Johnny Oleksinski of the New York Post jests, “My kingdom for a Spanglish!” as he rates Ella McCay 1 out of 4 stars, calling it “cheesy and interminable.” It’s depressing, Oleksinski writes, that such a talented director could give us something so “cloying and empty-headed.” He continues:

I hoped Brooks, who I greatly admire, would deliver a pleasantly old-fashioned comedy coursing with intellect and textured performances. D’oh! This sloppy slog is terrible; short, but interminable. The characters? Unserious, unconvincing cartoons. Except Homer Simpson is a pillar of nuance next to most of the sputtering fools of Ella McCay.

David Rooney of THR says he possibly speaks for most critics when he acknowledges how painful it is to lambaste the work of such a beloved titan of the entertainment industry. His hope is that Ella McCay is quickly forgotten in order to avoid tarnishing James L. Brooks’ legacy. Rooney writes:

Press materials state that Ella McCay was made as a tribute to 1950s screwball comedies, ‘punctuated by moments of drama in pursuit of truth telling.’ Sure, Jan. When the results are this feeble, it’s probably best to keep quiet about auteurist intent. The movie is antiquated sitcom, very much in an ‘80s vein, its veneer of schmaltz garnished with a tinkling score by Hans Zimmer that should come with a sugar-content warning.

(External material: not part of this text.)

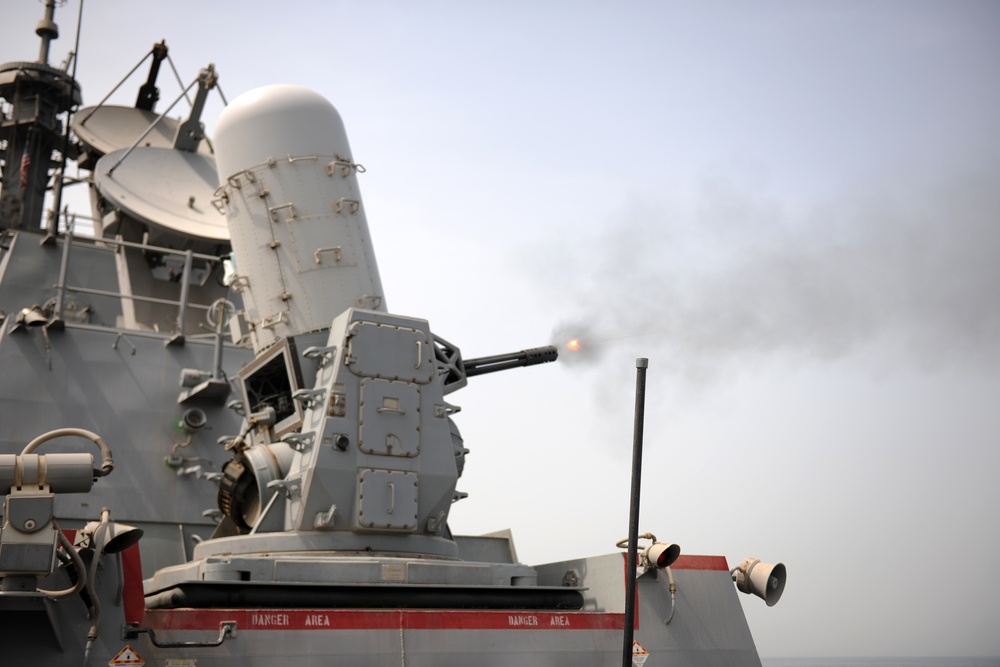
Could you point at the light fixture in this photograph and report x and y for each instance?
(658, 555)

Courtney Small of Exclaim! says Ella McCay is drunk on nostalgia, stumbling across numerous conflicts but failing to explore any of them. According to the critic, the movie “preaches the importance of finding the strength to have honest and healing conversations, but has nothing of note to say.” Small continues:

Everyone in Ella McCay appears to have lived in a bubble that the realities of the world never truly touch. For all the scandals in the film — ranging from adultery to extortion — the consequences never feel that dire or life-altering. Even Ella sees her approval rating take an uptick after the media nicknames her ‘Little Miss Nooner’ after they expose her lunchtime trysts. The safe and cutesy nature of the film wouldn't be so jarring if Brooks just explored one plot with a smidgen of depth.

Meanwhile, some critics are able to find the James L. Brooks charm. Pete Hammond of Deadline hopes that audiences will give this unassuming and all-too-rare throwback comedy a chance. The director has once again created a richly interesting and conflicted woman, and the critic thinks audiences will see a star being born in Emma Mackey’s performance. Hammond continues:

Brooks juggles tone here between the spirit of screwball comedy inspired by films of the 1940s and ’50s mixed with strong character development and more serious undertones. What he has is essentially a textbook kind of female lead who is challenged by the men in her life, in this case an errant father, needy brother, duplicitous husband and a good man in Governor Bill, who in the end is really only supporting advancing her as a means to his own political ladder climb. No wonder she seems so disheveled.

While some are finding the good in the classic filmmaker’s first movie in 15 years, the majority seem to have trouble getting past a tonal imbalance, an outdated sense of idealism and nostalgia for 2008-era politics. It currently holds a 22% on Rotten Tomatoes from 45 reviews.

However, if this sounds like the boost your holiday needs, and you want to see Emma Mackey tackle the gubernatorial world, Ella McCay arrives in theaters on Friday, December 12.